Enabling the Shift to Greener Transit: A Seamless Trial Experience for Electric Bus Fleets

CHALLENGE

Designing confidence, not just a bus trial

Arrival was preparing for its first bus trials with customers in the North of England with 2 buses. We were tasked with shaping an end-to-end service experience that would give skeptical depot operators—used to diesel fleets and decades-old processes—a reason to trust something radically new. We had to build a customer trial experience for electric buses—designed not as a test drive, but as proof that the product could embed seamlessly into a working depot.

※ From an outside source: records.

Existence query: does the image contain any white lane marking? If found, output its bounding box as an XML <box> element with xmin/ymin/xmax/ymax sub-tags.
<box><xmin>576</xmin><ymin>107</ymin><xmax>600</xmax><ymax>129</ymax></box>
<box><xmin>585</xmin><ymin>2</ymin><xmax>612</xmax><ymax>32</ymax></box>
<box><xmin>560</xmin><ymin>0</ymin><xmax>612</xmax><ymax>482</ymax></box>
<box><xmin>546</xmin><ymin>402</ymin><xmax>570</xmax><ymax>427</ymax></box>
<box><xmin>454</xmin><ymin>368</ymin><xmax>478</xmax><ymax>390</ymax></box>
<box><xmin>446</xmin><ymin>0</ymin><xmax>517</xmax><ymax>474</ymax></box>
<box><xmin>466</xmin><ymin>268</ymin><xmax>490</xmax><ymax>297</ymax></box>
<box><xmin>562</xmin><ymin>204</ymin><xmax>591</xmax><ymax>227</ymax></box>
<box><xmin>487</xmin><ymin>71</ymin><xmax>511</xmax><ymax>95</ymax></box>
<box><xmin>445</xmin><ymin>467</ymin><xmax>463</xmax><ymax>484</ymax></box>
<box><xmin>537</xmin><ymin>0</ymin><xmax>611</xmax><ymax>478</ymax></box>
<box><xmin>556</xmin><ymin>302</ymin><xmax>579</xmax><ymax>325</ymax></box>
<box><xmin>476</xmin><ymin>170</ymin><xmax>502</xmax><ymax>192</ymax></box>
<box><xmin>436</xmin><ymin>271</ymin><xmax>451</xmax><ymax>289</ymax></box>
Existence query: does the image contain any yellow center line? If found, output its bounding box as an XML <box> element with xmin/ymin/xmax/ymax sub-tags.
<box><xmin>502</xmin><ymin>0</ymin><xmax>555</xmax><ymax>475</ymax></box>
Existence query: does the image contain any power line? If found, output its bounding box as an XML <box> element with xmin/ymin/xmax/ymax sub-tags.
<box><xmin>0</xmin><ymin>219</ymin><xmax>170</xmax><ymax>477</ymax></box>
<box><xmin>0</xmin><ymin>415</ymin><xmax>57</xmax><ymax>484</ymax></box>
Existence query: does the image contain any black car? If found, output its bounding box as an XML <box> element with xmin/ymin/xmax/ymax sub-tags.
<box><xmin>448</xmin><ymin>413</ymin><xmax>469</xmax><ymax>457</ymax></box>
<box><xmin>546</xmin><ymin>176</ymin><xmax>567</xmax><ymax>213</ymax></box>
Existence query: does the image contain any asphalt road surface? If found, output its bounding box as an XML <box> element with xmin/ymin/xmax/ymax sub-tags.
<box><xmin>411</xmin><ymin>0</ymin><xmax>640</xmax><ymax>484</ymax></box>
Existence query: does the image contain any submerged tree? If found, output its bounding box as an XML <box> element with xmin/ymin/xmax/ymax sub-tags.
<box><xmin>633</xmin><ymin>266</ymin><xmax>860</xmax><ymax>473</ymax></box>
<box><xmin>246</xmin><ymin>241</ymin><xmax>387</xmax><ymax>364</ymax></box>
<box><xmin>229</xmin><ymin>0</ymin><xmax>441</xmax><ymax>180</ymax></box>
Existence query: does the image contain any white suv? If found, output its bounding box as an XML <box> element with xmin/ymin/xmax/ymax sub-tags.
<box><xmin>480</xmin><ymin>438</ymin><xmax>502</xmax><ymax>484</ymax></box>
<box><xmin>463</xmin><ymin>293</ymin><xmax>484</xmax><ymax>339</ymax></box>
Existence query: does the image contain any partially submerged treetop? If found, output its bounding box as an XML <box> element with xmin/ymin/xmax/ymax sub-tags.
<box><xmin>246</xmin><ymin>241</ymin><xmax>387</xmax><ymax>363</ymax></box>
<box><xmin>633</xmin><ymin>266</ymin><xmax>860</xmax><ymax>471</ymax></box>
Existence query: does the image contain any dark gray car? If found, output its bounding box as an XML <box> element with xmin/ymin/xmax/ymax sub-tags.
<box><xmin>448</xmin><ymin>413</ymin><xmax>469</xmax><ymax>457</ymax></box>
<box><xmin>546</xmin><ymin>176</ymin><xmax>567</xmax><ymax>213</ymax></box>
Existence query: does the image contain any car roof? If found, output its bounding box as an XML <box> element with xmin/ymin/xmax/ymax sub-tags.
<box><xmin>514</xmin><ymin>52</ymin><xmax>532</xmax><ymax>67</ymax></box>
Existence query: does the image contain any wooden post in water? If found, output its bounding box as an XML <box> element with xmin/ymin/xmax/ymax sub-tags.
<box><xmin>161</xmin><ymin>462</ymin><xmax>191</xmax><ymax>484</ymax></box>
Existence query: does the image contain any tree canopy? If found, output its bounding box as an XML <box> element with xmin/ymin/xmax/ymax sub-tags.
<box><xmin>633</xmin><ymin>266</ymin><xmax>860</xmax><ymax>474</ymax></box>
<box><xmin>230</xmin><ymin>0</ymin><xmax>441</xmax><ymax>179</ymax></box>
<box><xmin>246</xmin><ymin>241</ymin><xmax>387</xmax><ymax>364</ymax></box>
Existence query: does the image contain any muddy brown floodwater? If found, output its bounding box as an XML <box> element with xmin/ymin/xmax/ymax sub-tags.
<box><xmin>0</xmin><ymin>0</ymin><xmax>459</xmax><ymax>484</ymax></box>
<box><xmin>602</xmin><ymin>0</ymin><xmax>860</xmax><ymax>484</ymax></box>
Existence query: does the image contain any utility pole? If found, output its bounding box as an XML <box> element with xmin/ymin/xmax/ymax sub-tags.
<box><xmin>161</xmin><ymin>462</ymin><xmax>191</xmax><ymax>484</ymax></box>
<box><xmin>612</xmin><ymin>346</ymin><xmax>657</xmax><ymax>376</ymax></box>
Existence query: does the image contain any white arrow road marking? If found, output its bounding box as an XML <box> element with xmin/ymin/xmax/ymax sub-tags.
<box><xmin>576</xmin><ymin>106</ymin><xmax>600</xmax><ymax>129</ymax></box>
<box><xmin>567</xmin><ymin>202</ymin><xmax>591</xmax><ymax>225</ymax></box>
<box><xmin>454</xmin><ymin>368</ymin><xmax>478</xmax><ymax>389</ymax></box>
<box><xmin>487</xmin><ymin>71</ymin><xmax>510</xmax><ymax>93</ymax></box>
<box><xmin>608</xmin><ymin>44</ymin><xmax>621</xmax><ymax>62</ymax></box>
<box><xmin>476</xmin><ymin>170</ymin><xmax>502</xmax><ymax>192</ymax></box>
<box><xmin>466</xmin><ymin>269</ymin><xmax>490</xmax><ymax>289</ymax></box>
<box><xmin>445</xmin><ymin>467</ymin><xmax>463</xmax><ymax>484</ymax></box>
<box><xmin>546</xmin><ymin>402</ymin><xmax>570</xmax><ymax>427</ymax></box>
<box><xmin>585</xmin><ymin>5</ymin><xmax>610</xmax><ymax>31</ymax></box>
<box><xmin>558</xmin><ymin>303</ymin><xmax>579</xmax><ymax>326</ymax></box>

The goal? A fully integrated trial where customers could run our buses in their own depots, with their own drivers and technicians, for two to four weeks. But very little existed – we were doing this for the first time: no onboarding flow, no operational manual, no support model, no clear handoffs across internal teams. What started as a customer experience mapping brief quickly expanded into designing the service offer itself—defining everything from physical delivery steps to digital troubleshooting channels, all the way to post-trial wrap-ups. We had to bridge three major gaps:

  1. The customer gap: fleets unsure about electric performance and digital complexity.
  2. The operational gap: trial coordination spread thin across servicing, engineering, and sales.
  3. The trust gap: no prior evidence to show we could deliver at scale.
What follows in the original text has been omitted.